Academic - Laser Scanning System (Jan 15 - Mar 15)

Designed, built and tested the prototype of a laser range finder for detecting breakthroughs in underwater boreholes (Subsea level).

Tech used : Used CMU camera for object detection, Arduino microcontroller, Matlab for real-time 3D visualization, and designed a Solid works CAD model.

  • Master’s Project

Academic - Educational Line Follower(Aug 13 - Dec 13)

we designed and made a line follower robot with an option to various control parameters in PID system.

Tech used : Worked on Arduino Microcontroller, Tuned PID control parameters.

  • Used to demonstrate the performace of a system with varying P,I,D values
  • Master’s sem Project

Academic - Autonomous Biped Robot (Jan 12 - May 12)

Built a Biped robot using servo motors and Arduino.

Tech used : Solidworks, Arduino

  • Programmed and used Arduino board to control servo motors, used Solidworks application for designing the links, performed structural analysis of Biped

Academic - Mech Rubik’s Cube Solver(May 09 - Sep 09)
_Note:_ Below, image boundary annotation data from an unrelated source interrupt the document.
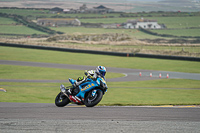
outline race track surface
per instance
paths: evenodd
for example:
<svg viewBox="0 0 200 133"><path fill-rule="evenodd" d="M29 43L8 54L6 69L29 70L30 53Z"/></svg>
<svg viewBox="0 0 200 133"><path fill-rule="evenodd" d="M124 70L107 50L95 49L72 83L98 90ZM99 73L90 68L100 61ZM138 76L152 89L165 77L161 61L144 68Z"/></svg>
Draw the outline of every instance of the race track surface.
<svg viewBox="0 0 200 133"><path fill-rule="evenodd" d="M198 133L200 108L0 103L0 132Z"/></svg>
<svg viewBox="0 0 200 133"><path fill-rule="evenodd" d="M85 66L85 65L70 65L70 64L54 64L54 63L40 63L40 62L24 62L24 61L7 61L0 60L0 64L4 65L18 65L18 66L33 66L33 67L48 67L48 68L61 68L61 69L73 69L73 70L91 70L95 69L96 66ZM120 78L108 79L108 82L119 82L119 81L141 81L141 80L153 80L166 78L169 74L169 78L179 79L194 79L200 80L200 74L195 73L181 73L181 72L167 72L167 71L155 71L155 70L140 70L140 69L128 69L128 68L113 68L106 67L107 72L123 73L125 76ZM142 76L139 76L141 72ZM150 77L152 73L152 77ZM67 81L67 80L66 80ZM66 82L65 80L11 80L11 79L0 79L0 82Z"/></svg>
<svg viewBox="0 0 200 133"><path fill-rule="evenodd" d="M53 64L0 60L0 64L49 67L75 70L95 69L92 66ZM108 72L123 73L120 78L108 82L139 81L162 78L200 80L200 74L138 70L107 67ZM139 76L139 72L142 76ZM153 73L153 77L149 77ZM13 80L0 82L66 82L61 80ZM1 92L0 93L5 93ZM49 103L2 103L0 102L0 133L199 133L199 106L117 107L68 105L56 107Z"/></svg>

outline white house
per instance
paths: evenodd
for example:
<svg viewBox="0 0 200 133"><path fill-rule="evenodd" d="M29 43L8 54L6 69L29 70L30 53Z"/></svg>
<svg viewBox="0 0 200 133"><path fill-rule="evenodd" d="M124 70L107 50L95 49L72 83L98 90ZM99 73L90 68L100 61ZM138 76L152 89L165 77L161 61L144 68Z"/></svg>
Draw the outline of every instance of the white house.
<svg viewBox="0 0 200 133"><path fill-rule="evenodd" d="M156 20L148 20L148 19L137 19L137 20L128 20L124 28L126 29L161 29L164 28L163 25L159 25Z"/></svg>

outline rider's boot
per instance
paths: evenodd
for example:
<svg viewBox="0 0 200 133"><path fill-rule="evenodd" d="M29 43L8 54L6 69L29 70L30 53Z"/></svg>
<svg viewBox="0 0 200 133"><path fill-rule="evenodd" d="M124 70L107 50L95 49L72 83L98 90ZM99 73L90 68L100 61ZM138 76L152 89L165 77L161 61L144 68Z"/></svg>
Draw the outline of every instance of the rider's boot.
<svg viewBox="0 0 200 133"><path fill-rule="evenodd" d="M72 84L72 88L68 90L68 94L72 95L75 88L85 81L85 77L79 77L77 80L69 78L69 82ZM76 91L77 92L77 91Z"/></svg>

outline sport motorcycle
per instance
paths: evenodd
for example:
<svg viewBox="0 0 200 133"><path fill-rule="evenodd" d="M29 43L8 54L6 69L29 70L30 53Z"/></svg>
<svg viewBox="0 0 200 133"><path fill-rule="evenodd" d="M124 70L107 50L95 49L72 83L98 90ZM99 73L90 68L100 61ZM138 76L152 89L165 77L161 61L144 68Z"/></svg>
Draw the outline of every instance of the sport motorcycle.
<svg viewBox="0 0 200 133"><path fill-rule="evenodd" d="M69 81L73 84L76 80L71 79ZM94 107L101 101L108 87L104 78L97 77L96 80L87 78L82 84L74 88L71 94L68 93L69 89L72 90L72 86L60 85L60 93L55 98L57 107L64 107L69 103Z"/></svg>

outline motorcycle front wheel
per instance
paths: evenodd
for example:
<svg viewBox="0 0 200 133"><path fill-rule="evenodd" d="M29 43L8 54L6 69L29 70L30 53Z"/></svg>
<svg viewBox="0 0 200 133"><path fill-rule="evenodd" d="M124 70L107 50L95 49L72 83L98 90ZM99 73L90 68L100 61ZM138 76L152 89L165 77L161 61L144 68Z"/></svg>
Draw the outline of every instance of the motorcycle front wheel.
<svg viewBox="0 0 200 133"><path fill-rule="evenodd" d="M60 92L55 98L55 105L57 107L64 107L70 103L70 100L62 92Z"/></svg>
<svg viewBox="0 0 200 133"><path fill-rule="evenodd" d="M94 107L97 105L103 97L103 92L101 90L97 90L96 94L93 96L92 91L84 99L85 106Z"/></svg>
we designed, engineered and assembled the working model of a machine, which replicates the three-hand motions through which RUBIK’S cubes are solved.

Tech used : Expert with Lathe, Milling, CNC, Cutting and Drilling Machines tools.
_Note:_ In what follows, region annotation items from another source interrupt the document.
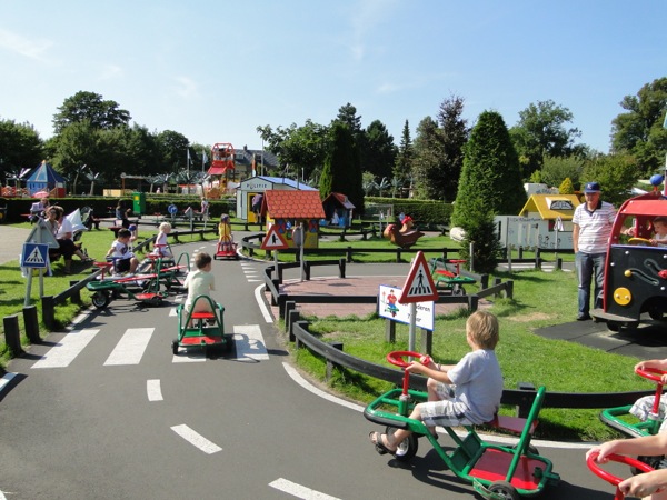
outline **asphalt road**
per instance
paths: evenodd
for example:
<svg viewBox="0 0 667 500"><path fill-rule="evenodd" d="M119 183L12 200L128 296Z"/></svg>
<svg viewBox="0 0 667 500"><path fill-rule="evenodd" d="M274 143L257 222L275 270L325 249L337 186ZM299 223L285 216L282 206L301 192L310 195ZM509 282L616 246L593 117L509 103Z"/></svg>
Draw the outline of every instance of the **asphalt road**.
<svg viewBox="0 0 667 500"><path fill-rule="evenodd" d="M215 243L175 250L198 248ZM291 368L256 300L262 267L215 262L229 354L172 356L175 296L161 308L113 301L12 361L0 391L0 499L476 498L426 441L409 464L378 456L361 409ZM584 464L586 447L535 444L563 478L540 498L613 498Z"/></svg>

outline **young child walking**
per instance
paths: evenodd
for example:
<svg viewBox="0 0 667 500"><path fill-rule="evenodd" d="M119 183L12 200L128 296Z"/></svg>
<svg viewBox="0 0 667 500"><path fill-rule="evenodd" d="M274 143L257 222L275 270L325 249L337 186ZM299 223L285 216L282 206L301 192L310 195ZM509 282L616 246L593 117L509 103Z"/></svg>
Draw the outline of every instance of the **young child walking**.
<svg viewBox="0 0 667 500"><path fill-rule="evenodd" d="M457 364L411 362L406 371L428 377L428 401L419 403L410 418L421 420L435 434L436 426L455 427L490 422L500 407L502 372L496 358L499 341L498 319L476 311L466 322L468 352ZM371 432L370 441L379 453L396 453L411 431L398 429L392 436Z"/></svg>
<svg viewBox="0 0 667 500"><path fill-rule="evenodd" d="M113 260L113 271L118 274L128 271L133 274L139 266L139 260L130 251L130 238L132 238L132 233L129 229L120 229L118 237L107 252L107 257Z"/></svg>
  • This project was awarded the best project in the class by IIT Kanpur.

Information

Course work

CS231n, CS224n, Advanced Engineering Mathematics, Discrete Mathematics, Robotics, Modern Control Systems, Linear Algebra, Probability, Mechatronics, Dynamic systems, Inverse kinematics.

Mini Projects based on Arduino

Rock-paper-scissors (Ultrasonic sensor, LCD screen, Servo motors), Go for green(Used Ir sensors and LEDs), obstacle avoiding robot (Ultrasonic), Step lights(pressure sensors, LED’s), Robotic Arm (3 Servo motors).